Print version ISSN 0120-4157On-line version ISSN 2590-7379

Biomed. vol.40 no.3 Bogotá July/Sept. 2020  Epub June 30, 2020

https://doi.org/10.7705/biomedica.5016 

Biomedical images

Illustrated histopathological features of fatal dengue cases in Colombia

Jorge Alonso Rivera1  * 

Aura Caterine Rengifo1 

Édgar Alberto Parra2 

Jaime E. Castellanos3 

María Leonor Caldas4 

1Grupo de Morfología Celular, Dirección de Investigación en Salud Pública, Instituto Nacional de Salud, Bogotá, D.C., Colombia

2Grupo de Patología, Dirección de Redes en Salud Pública, Instituto Nacional de Salud, Bogotá, D.C., Colombia

3Facultad de Odontología, Universidad Nacional de Colombia, Bogotá, D.C., Colombia

4Subdirección de Innovación en Salud Pública, Dirección de Investigación en Salud Pública, Instituto Nacional de Salud, Bogotá, D.C., Colombia


Dengue is the most important arboviral disease in humans in tropical and subtropical countries and it is considered endemic by the World Health Organization.
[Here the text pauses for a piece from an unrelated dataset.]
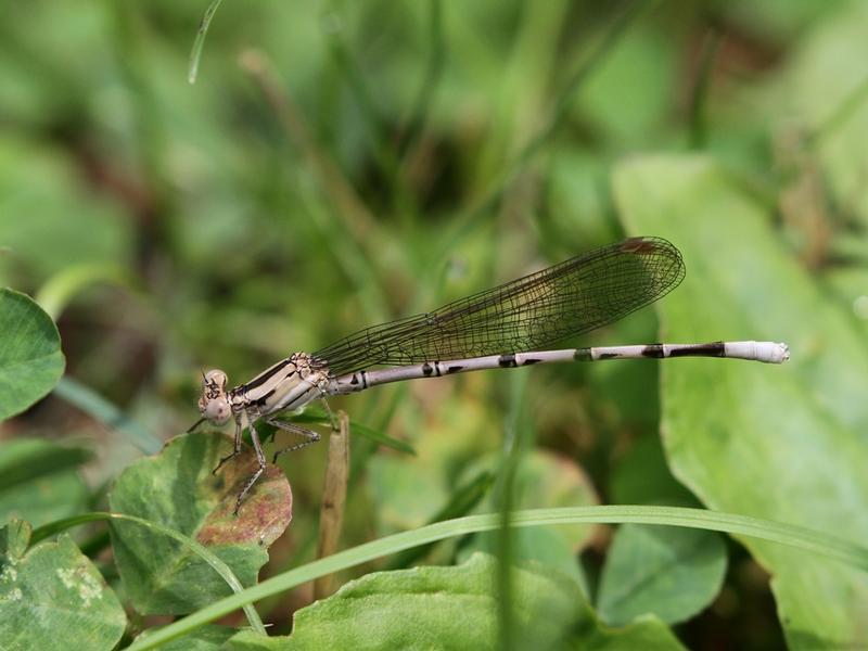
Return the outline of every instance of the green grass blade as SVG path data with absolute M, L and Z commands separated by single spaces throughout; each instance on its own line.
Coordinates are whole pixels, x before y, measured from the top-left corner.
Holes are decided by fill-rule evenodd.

It has been estimated that 390 million cases occur annually, 96 of which are clinically diagnosed as symptomatic dengue fever 1. Although most infections are asymptomatic, the more severe forms of dengue (formerly called hemorrhagic or shock syndrome) may result in organ failure or death 2 with around a half-million cases reported each year, an estimated average of 10,000 fatal cases per year (between 1990 and 2013), and a peak in 2010 (11,302 fatal cases) 2. Dengue incidence has seen a 30-fold increase in the last 50 years 3 making it a major public health concern currently.
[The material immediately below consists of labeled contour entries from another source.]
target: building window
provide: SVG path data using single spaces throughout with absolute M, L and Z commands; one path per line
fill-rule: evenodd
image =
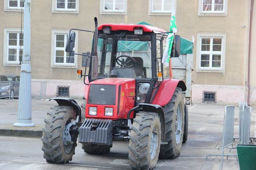
M 228 0 L 199 0 L 199 15 L 226 15 Z
M 216 91 L 203 91 L 203 103 L 215 103 L 216 100 Z
M 197 71 L 224 72 L 226 34 L 198 34 Z
M 57 86 L 57 97 L 69 97 L 69 86 Z
M 52 0 L 52 12 L 78 13 L 79 0 Z
M 25 0 L 4 0 L 4 11 L 20 11 Z
M 127 0 L 100 0 L 101 14 L 127 14 Z
M 173 6 L 176 9 L 176 0 L 149 0 L 148 15 L 171 15 Z
M 4 65 L 20 63 L 23 50 L 23 33 L 19 29 L 4 29 Z
M 65 51 L 66 43 L 68 39 L 68 31 L 53 30 L 52 34 L 51 66 L 61 67 L 70 66 L 77 67 L 76 55 Z M 72 51 L 77 53 L 77 35 L 75 45 Z

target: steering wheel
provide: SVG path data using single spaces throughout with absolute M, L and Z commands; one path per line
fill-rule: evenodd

In Colombia, dengue virus infection has an endemic and epidemic behavior with a steady increment in the last 20 years. The Colombian national surveillance system reported the highest historic peak of dengue cases in 2010 (157,000 cases) with 9.777 severe cases and a worrisome number of 217 fatalities (2.28% lethality rate) 4. During 2011, there was a decrease in dengue cases but the lethality rate increased to 3.75% 5. The burden of the 2010 dengue epidemic was 14-fold higher than that of 2011 or 2012 (57.017 vs. 3.989 disability-adjusted life years were lost, respectively). Additionally, the estimation of the 2010 epidemic costs rose to USD$ 65.5 million, almost fourfold higher compared to a regular endemic or epidemic year. Approximately 30% of these costs was linked to loss of income due to fatalities.

Dengue is caused by a virus from the Flavivirus genus of the Flaviviridae family and presents four antigenically different serotypes (DENV-1 to 4). Each serotype can produce asymptomatic infections or clinical signs and symptoms ranging from a mild febrile disease to a severe infection characterized by the imbalance of endothelial function leading to massive plasma leakage, severe hemorrhage, and multi-organ failure 6. The infection can be fatal and involve organs such as the liver, brain, spleen, lungs, and kidneys 7.

Dengue virus can infect different cell types and its pathological manifestations are variable 8,9. In the most severe cases, the damage in the vascular endothelium results in plasma extravasation and hemorrhage, liver function impairment with high transaminase levels, and histologic alterations 10-12.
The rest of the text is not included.